The free video hosting site receives a staggering two billion views a day and accepts twenty-four hours of new material every minute.  Ninety-four of the top one hundred businesses in the world by advertising spend run campaigns on it.

Of course, the number one search engine is Google which happens to own YouTube and gives a particularly high ranking to its moving picture partner’s listings when searches are conducted.  The two feed each other and are streets ahead of everything else on the Worldwide Web.

The static text-only website is as much on its last legs as the printed paper catalogue.    Moving pictures enable a business to demonstrate products, show real people – its customers – speaking real words in testimony to its products and services.  They put a name and face, a person, to a company.  They can illustrate a business’s wonderful facilities and hardworking staff.  Moving pictures allow you to show off anything whatsoever to do with your business in a more engaging and convincing way than a text-only site ever can.

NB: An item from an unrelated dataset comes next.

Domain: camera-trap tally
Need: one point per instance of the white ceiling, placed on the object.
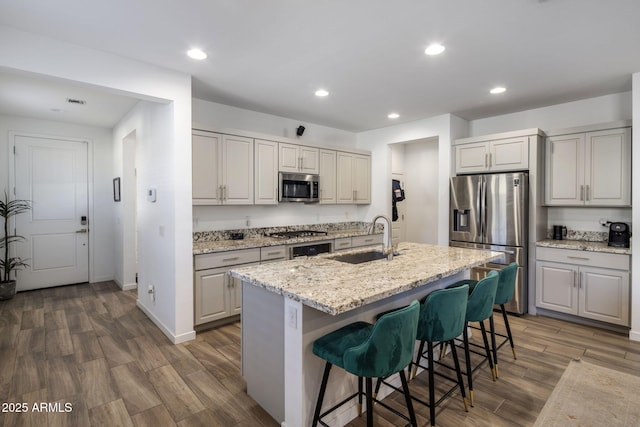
(270, 56)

As this column has often reminded its readers, Public Relations is the art of managing and improving reputation.  It is the process of making sure people know about a business and that they believe good things of it.  Customer testimonials, product demonstrations, “How to guides,” – all of these are better illustrated in video than text, and all, if properly conceived and produced, add to that reputation.  Anyone who has ever dealt with Search Engine Optimisation will know that “stickiness,” the encouragement given to a viewer to stay as long as possible on a particular site, is crucial.  Videos are very sticky because people do like to watch them. 

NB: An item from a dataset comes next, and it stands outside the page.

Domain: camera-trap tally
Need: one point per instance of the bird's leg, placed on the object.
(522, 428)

Most  international big brands have caught on to this in a big way.  Coca-Cola, Deloitte, General Motors, Thomson, Nat West are just a few of the companies which have their own (free) channels on the site attracting many millions of views.  In fact you would be hard pressed to find a big high street name which is not represented. 

At the time of writing a search on YouTube for “Shopping Milton Keynes” brings up a number of videos, the most relevant of which have more than fifty thousand views.  A video posted today from a local business which included the same description in its tag words (the words the person uploading the pictures uses to describe the piece) would very soon be appearing under the same search terms.  If fifty thousand people have already found films responding to that search, it is fair to assume that thousands more will continue so to do, and your film can sit there for years, being there every time anyone looks.  Quite a thought!   

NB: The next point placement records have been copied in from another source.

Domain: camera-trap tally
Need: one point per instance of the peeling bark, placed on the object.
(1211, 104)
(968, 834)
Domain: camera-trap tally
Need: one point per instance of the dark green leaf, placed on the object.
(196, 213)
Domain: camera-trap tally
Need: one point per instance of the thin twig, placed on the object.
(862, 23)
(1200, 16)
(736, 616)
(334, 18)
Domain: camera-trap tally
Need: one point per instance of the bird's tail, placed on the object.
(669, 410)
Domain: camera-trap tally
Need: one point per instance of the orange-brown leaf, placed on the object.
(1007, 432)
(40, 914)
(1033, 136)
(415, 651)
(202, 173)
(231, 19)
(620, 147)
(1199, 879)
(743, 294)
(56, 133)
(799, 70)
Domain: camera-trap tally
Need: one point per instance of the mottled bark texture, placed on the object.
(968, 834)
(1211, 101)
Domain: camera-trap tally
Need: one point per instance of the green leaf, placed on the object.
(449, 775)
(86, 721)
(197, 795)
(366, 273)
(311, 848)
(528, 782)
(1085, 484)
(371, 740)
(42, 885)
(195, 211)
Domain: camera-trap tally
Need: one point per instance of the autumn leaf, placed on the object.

Of course there is no reason why the same film could not be embedded on a company’s own website, or in as many different sites as possible (YouTube has smaller rivals like and where they can also be placed usefully).  But the value of videos doesn’t stop with the internet.  They are also a valuable tool for internal communications, particularly for larger businesses with more than one site, and as part of a wider communications plan to customers, suppliers or the general public.

Finally, if you are still not convinced of the value of having some moving pictures of you, your business and your customers online, take a leaf out of the Facebook of Premiership striker, Tuncay.  The Turkish international striker has posted an eleven minute compilation of his best goals online, as an advertisement for any clubs which might be tempted to buy him from Stoke City. 

To ever-so-slightly misquote the great psychologist, Steuart Henderson Britt, “Having a website without using moving pictures is like winking at a girl in the dark. You know what you are doing, but nobody else does."